Protein specific editing commands:

alignToProtein <mol2>
Aligns this molecule to another molecule in the Project View with the given label. The alignment will be accomplished by residue sequence alignment with the CompSeqAlign module. Both molecules need to contain the residues/type attribute with 3 letter code amino acid types. No return value.

alignProtein <mol2>
Aligns a molecule in the Project View with the given label to this molecule. Both molecules need to contain the residues/type attribute with 3 letter code amino acid types. No return value.

applyBiomt
PDB files may contain information how to generate multimers from a single unit in BIOMT REMARK records. These records are read in as a PDB_REMARK data field. The applyBiomt command will parse all BIOMT matrices in this field, duplicate the structure, and apply the specified matrix transformations. S

appendAminoAcid <index> <terminus> <code>
Append a new amino acid to the amino acid that is the index'th group in the residues level. The type of the new amino acid must be given in the 3 letter code. Terminus must be 'C' or 'N' depending on which terminus the old index'th residue the new residue is appended. For this command to work, the atoms/type attribute must contain the pdb atom types and the residues/type and bonds/type attribute must exist. No return value.

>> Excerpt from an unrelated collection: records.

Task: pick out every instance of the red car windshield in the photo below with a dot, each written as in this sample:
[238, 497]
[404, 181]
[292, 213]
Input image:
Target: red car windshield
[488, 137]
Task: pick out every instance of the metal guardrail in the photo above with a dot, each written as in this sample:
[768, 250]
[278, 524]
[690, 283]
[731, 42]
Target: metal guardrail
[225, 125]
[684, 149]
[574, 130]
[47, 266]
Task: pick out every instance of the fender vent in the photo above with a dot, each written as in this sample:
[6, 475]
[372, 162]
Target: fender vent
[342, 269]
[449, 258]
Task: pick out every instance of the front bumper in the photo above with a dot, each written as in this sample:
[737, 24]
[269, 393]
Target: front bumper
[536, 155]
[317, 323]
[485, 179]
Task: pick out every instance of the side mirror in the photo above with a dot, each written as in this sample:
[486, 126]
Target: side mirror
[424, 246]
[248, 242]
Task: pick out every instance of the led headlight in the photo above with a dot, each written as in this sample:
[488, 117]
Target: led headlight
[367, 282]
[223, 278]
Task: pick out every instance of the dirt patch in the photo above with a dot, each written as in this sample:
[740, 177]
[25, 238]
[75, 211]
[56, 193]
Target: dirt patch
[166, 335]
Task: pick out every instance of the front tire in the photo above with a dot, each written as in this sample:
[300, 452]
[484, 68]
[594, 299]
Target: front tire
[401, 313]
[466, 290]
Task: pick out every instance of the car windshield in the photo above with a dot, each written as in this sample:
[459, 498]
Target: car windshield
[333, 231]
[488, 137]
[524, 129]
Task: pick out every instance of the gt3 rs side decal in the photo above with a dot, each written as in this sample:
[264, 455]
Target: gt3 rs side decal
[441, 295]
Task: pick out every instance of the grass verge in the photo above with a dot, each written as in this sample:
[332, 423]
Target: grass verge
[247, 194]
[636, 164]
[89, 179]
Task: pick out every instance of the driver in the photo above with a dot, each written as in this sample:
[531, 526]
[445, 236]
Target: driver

substituteAminoAcid <index> <code>
Substitutes the amino acid that is the index'th group in the residues level with the amino acid of the given 3-letter code. For this command to work, the atoms/type attribute must contain the pdb atom types and the residues/type and bonds/type attribute must exist. No return value.

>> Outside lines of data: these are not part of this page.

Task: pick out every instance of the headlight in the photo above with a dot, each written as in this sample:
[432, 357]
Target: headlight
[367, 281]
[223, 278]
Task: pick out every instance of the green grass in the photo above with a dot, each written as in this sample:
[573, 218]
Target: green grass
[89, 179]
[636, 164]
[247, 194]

mutatePDB <mutationString>
This command acts similar as the substituteAminoAcid command except that the syntax of the substitution definition differs to make this command more easily usable with pdb proteins. The mutation string is a concatenation of the original type, the pdb index and the new type (example LYS34ASP). Both 3 or 1-letter code may be used (L34H). The index refers to the pdb_index attribute. If the original type is left out, the amino acid with the given index will be substituted regardless of type (example 34H). If the index is left out, all amino acids of the given original type will be substituted with the new type. In this latter case, 3-letter codes need to be used (example LYSASP). A set of substitutions can be applied at once by seperating them by whitespaces and enclosing the set in curly brackets (example {L23H G24S}). No return value.

getAminoAcidChirality [<index>]
Returns whether amino acid index is an 'L' or 'D' isomer. Returns 'N' if residue is not an amino acid or if required attributes are missing. If index is omitted a string containing 'L', 'D' or 'N' for each residue will be returned. For this command to work, the atoms/type attribute must contain the pdb atom types and the residues level must exist containing the amino acids.

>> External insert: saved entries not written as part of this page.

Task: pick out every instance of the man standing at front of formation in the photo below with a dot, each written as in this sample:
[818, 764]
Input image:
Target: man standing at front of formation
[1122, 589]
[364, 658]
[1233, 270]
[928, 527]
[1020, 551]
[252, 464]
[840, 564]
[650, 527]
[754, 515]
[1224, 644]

setAminoAcidChirality <index> <chiralCode>
Sets amino acid to 'L' or 'D' isomer. For this command to work, the atoms/type attribute must contain the pdb atom types and the residues level must exist containing the amino acids. No return value.

getProteinFASTASequence
Returns the protein sequence in FASTA format for all convertible chains. The topology must have chains and residues levels and contain the attributes chains/name, residues/type, and residues/name. All residues whose name starts with 'HET' will be cut out. If a chain contains any other residues whose type cannot be converted from 3 letter code to 1 letter code, it will be skipped.